Aware of the benefits of cloud computing and the likely impossibility of individual law firms to comply with all recommended guidelines, the CCBE invites national bars to develop mechanisms to make it easier for lawyers to comply with these recommendations, such as proprietary cloud computing infrastructure permitting respect for these guidelines.
3. Is an adjustment of the ethical framework necessary?
It should be noted that there is no specific regulation on the ECP office, but that the bars and national or international bar organizations issue recommendations or guidelines on certain new technologies, in the light of the existing regulations.

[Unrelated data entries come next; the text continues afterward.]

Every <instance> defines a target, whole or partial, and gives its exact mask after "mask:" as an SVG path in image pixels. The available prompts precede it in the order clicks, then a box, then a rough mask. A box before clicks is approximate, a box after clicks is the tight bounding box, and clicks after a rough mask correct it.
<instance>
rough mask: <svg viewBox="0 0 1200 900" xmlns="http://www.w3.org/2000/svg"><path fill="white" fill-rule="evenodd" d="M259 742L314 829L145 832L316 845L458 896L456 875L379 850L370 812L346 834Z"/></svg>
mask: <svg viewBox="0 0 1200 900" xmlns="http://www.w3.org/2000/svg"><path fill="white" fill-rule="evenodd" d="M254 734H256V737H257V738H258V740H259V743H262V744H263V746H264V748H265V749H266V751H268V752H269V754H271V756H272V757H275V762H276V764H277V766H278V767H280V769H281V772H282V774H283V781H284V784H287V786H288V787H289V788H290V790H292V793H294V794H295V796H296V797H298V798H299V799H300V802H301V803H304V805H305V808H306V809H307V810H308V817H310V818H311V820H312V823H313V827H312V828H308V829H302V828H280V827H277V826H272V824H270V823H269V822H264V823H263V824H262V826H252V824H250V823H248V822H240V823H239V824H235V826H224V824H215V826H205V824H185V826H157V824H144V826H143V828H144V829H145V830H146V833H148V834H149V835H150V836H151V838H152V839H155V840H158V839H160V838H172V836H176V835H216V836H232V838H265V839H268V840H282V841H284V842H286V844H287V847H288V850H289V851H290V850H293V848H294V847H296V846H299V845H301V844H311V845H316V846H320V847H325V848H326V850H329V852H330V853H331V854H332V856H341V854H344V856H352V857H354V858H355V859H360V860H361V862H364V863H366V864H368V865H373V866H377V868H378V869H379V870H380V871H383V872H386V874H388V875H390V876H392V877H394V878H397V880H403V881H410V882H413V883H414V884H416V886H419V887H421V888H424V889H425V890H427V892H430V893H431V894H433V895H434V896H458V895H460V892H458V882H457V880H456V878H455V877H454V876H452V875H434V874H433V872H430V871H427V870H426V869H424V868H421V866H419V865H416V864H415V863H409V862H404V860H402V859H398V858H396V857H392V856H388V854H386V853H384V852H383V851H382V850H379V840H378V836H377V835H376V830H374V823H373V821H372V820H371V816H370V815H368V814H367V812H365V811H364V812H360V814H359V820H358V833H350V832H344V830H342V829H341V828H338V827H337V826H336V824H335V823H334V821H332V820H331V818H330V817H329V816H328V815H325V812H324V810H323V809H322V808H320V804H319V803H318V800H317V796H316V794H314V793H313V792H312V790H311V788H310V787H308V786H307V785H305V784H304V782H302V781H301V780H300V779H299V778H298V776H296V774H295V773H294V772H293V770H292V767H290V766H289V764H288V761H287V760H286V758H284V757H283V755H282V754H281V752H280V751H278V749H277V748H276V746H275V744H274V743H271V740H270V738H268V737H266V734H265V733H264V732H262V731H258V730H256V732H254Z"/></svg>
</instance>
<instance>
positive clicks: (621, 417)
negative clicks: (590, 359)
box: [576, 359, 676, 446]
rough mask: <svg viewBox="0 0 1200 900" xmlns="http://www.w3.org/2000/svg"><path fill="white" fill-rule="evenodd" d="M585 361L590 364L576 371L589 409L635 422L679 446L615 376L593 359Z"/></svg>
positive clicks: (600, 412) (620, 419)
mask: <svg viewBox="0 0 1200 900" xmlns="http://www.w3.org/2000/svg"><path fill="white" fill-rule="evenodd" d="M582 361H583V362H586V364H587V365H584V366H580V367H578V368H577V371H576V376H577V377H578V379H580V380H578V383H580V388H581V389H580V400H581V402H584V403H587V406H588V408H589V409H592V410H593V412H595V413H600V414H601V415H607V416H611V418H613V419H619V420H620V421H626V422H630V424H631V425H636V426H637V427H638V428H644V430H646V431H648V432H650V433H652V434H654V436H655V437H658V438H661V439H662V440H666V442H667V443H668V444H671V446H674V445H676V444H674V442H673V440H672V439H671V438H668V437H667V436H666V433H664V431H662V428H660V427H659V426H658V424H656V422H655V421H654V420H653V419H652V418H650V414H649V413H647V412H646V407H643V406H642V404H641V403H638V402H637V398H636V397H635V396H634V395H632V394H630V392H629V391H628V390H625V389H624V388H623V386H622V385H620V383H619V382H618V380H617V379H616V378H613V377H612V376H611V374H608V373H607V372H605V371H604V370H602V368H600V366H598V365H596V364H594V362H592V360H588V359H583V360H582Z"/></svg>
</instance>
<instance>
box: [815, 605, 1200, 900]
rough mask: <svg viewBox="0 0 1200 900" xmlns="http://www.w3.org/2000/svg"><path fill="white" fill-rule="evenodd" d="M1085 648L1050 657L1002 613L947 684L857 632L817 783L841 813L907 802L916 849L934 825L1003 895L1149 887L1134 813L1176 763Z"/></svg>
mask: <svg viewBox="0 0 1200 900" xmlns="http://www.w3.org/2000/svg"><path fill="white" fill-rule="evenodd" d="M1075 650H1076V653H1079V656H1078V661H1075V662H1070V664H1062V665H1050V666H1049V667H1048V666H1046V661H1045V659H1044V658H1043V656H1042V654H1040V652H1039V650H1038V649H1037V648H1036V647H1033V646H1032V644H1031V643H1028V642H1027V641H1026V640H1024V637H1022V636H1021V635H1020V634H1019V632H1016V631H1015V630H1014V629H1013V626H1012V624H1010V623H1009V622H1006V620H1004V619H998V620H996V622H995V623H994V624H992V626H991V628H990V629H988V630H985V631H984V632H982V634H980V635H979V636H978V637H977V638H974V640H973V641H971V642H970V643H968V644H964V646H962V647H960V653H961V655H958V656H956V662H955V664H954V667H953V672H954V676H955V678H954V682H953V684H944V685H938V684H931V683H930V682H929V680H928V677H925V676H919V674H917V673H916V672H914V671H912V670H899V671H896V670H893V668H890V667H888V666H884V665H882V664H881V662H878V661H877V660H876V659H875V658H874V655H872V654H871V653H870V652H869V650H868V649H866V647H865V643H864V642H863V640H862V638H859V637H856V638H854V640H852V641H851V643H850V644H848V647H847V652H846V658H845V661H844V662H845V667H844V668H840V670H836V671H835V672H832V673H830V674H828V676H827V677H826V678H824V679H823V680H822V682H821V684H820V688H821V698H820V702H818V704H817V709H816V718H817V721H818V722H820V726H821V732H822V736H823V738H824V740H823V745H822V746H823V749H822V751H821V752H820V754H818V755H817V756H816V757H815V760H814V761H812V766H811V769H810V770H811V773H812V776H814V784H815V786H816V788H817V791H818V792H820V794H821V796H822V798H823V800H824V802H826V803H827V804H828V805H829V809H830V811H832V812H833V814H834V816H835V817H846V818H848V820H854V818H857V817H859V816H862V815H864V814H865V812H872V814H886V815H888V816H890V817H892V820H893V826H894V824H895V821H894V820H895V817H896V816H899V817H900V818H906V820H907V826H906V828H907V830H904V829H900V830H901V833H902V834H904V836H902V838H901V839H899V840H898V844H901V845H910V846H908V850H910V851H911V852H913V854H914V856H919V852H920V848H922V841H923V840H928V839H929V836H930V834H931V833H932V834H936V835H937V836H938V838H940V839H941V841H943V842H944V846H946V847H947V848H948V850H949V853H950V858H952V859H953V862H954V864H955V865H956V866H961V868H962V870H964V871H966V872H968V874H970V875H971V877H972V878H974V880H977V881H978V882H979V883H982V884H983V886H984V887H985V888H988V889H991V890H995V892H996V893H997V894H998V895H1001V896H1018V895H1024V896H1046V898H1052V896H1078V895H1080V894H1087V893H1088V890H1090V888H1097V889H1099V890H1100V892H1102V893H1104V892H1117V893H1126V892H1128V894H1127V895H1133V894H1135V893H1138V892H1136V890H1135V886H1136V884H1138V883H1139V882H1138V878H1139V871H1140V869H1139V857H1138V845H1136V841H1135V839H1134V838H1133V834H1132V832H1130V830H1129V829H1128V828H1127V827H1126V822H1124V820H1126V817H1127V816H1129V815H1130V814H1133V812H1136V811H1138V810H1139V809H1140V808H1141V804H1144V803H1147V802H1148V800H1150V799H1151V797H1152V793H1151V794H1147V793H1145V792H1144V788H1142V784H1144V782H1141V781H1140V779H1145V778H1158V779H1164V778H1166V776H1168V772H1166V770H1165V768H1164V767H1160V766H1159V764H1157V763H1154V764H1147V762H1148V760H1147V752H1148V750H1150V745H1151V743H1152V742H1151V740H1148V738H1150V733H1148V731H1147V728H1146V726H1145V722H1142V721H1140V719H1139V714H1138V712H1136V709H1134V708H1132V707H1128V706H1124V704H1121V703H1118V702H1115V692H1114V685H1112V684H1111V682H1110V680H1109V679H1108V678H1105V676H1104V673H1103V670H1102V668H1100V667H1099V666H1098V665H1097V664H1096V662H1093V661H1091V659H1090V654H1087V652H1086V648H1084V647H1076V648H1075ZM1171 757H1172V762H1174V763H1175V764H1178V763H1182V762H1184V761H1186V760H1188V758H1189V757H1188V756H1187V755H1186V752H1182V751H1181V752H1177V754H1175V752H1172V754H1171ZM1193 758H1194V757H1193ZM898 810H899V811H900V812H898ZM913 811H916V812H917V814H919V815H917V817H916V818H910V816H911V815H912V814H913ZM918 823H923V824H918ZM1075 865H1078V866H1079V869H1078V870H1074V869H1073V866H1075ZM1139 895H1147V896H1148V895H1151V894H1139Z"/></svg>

However, it should also be noted that these existing regulations are not always adapted to the needs of ECP offices. This applies, for example, to the physical office address, the forms of partnerships, but also to more essential principles such as conflicts of interest and confidentiality. A requirement of transparency is the best guarantee of preserving the essential values of the law profession. This transparency is of course accompanied by the agreement, explicitly or otherwise, of the client with the organizational form of the law firm that offers the services.
The existence of ECP offices is a reality. The bars and their organizations must also frame and encourage this.
Adaptation to modern technologies by a professional group that is particularly dependent on the organization and cooperation of the members of a partnership is essential. To forbid some form of use of modern technologies on the basis of a conservative approach to certain basic values is pernicious.
The ECP office allows the efficient and smooth provision of services for the client and reduces costs, which is a competitive requirement. In the current European context, it is important for law firms not to miss the train of modernity.